For the TSX, recent moves are probably not due to earnings. The tariffs were a bit of a wakeup call. The headlines are pretty scary, but things may not be as bad as they looked at first blush. When you really look into it, MUSCA is still in place and protects about 85-90% of the trade we do with the US.
Canada also has agency to start looking at better trade relations with Europe and Asia. We started shipping our LNG. He's actually fairly bullish on Canada.
Believes momentum will continue. What's holding us back are Donald Trump's tariffs, which are very specific. About 90% of goods are moving across the border tariff-free under USMCA. It's a very complicated setup.
On the other hand, our economy's been "liberated" by turning on a big gas and a big oil export facility on the West Coast. These have pumped a lot of $$ into the Canadian economy. Gold production with the price rising has also added a lot.
The pessimism around Trump's noise has flattened the housing market. But we are going to get rate cuts, which should hopefully rekindle that market. Bruce's wife is in real estate, and so he's had feedback that housing is starting to pick up a bit.
The TACO part of Trump is coming through, and people are starting to ignore Trump and just get on with their lives. The outlook looks very good.
Canada has lots of technology expertise, so we're well-equipped for the AI revolution and will benefit from that.

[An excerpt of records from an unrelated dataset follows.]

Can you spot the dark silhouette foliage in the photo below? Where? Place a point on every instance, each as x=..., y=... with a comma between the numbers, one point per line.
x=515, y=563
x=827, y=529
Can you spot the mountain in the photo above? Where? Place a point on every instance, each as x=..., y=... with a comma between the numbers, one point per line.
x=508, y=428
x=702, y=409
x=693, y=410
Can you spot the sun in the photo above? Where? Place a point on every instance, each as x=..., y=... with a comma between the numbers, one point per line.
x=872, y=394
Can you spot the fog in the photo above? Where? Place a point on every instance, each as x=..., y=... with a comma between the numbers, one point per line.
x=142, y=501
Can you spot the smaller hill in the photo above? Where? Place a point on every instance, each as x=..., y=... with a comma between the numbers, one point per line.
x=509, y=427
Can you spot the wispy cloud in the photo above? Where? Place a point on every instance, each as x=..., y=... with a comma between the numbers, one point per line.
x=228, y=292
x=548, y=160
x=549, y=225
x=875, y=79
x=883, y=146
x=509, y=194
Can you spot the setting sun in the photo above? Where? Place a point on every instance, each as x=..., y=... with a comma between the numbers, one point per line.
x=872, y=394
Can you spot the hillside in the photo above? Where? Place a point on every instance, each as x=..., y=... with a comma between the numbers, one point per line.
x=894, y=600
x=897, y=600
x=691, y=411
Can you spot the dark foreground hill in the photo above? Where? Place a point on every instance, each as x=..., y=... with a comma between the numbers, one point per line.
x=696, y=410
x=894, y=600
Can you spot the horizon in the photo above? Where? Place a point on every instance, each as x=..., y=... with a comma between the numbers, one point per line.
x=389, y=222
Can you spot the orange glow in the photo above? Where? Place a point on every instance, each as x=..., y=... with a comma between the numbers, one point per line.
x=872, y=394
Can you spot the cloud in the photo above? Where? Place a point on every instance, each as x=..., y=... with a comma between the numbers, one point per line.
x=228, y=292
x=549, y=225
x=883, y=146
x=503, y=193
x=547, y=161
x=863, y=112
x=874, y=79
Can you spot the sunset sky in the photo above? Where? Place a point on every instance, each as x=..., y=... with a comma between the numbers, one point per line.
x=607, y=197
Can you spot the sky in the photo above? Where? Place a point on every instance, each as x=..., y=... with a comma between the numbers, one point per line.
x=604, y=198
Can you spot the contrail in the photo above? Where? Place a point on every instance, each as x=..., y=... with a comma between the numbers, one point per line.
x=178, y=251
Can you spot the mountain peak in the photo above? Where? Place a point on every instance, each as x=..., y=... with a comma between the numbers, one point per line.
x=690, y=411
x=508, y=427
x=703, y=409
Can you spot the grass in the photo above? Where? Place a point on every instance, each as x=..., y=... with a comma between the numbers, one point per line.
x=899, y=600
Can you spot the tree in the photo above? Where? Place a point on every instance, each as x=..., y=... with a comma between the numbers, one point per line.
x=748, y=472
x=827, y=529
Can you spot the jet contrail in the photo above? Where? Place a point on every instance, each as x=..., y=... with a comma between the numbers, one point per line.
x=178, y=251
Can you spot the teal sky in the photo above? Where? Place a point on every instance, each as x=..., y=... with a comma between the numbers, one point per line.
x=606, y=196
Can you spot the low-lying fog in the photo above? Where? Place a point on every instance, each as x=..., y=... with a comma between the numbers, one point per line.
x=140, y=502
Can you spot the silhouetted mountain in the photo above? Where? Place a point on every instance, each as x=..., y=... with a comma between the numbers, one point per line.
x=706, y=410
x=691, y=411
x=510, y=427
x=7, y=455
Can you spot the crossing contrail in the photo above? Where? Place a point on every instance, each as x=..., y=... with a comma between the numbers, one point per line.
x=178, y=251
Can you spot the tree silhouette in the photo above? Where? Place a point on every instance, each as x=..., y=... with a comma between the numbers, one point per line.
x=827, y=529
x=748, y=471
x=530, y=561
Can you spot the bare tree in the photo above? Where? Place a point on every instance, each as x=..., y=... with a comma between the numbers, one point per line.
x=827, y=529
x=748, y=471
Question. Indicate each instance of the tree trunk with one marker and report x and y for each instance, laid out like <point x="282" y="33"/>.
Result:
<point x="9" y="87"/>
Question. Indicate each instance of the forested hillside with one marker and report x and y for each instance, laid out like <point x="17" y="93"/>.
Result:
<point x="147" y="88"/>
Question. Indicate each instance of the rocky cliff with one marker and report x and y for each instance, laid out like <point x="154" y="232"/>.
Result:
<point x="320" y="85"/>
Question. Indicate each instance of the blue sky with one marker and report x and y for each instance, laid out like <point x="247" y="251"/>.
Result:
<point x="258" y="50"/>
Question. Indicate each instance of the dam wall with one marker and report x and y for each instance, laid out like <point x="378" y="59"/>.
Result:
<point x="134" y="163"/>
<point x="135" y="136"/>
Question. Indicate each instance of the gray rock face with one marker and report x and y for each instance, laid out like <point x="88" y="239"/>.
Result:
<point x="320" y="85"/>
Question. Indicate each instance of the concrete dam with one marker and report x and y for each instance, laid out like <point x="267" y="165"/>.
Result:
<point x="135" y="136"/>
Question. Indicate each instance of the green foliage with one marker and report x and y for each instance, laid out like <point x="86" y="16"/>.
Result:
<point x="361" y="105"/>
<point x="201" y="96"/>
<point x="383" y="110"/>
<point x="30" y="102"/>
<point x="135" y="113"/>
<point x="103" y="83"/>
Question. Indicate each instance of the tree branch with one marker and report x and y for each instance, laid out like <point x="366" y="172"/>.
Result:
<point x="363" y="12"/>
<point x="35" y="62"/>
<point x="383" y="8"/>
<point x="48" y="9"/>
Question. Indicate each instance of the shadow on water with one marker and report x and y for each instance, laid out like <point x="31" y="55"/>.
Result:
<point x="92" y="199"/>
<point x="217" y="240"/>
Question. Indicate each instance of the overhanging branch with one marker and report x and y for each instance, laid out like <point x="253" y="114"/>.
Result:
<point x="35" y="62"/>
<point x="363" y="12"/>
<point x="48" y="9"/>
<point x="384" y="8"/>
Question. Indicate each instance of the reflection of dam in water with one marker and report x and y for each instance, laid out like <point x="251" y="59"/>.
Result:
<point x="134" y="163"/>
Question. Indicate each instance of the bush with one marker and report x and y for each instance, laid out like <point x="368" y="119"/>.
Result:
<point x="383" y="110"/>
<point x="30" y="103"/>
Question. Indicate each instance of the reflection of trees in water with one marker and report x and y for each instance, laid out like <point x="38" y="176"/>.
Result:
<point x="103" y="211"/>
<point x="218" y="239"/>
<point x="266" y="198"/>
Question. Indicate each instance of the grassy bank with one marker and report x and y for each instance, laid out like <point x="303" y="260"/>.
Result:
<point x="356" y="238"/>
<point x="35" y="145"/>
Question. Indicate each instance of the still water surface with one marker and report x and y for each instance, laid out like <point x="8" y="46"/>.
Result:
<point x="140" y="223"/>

For Canadian energy, we're finally turning on exports to countries other than the US (who always paid us at a discount). So now that we'll get a better price, Canadian energy is probably in for a better run than the world is. Canada enabled Putin 20 years ago, because we wouldn't build pipelines and he did.
The unemployment rate remains the same. But the job-loss number isn't too surprising given that we are expecting a bit of softness in the Canadian economy in the middle 2 quarters of the year. Jobs market will continue to be a bit choppy, especially with the push and pull between part-time and full-time.
That Canadian manufacturing posted gains is surprising, but is probably just a result of the ebbs and flows of the economy. And there's the tariff issue affecting everything.
In the US, technology makes sense. Financials also make a lot of sense in this environment. Likes industrials, they've been right at the top of the 11 sectors so far this year in terms of performance. Among the very diverse healthcare industries, you have to be selective; some names have been beaten up, others have held up quite well.
He's being very selective in the Canadian market and somewhat cautious.
When you look at the US market, we're seeing about 8.5-9% YOY Q2 growth. That's more than expected. Good news. Technology continues to lead -- great reports from MSFT, NVDA, GOOG over the last month or so. About 81-82% of US companies so far this quarter have beaten earnings expectations.
The word he'd use right now would be "resilient".
In his portfolio he has AMZN, AAPL, GOOG, and NVDA. Those are the names he favours. META screens well, but he doesn't own it because you can't have 90% of a portfolio in tech/Mag 7 names. MSFT always seems expensive.
TSLA is a different animal entirely, based on expensive valuation. Concerned about management and where management attention is at any given moment.
He definitely prefers dividends, the bigger the better.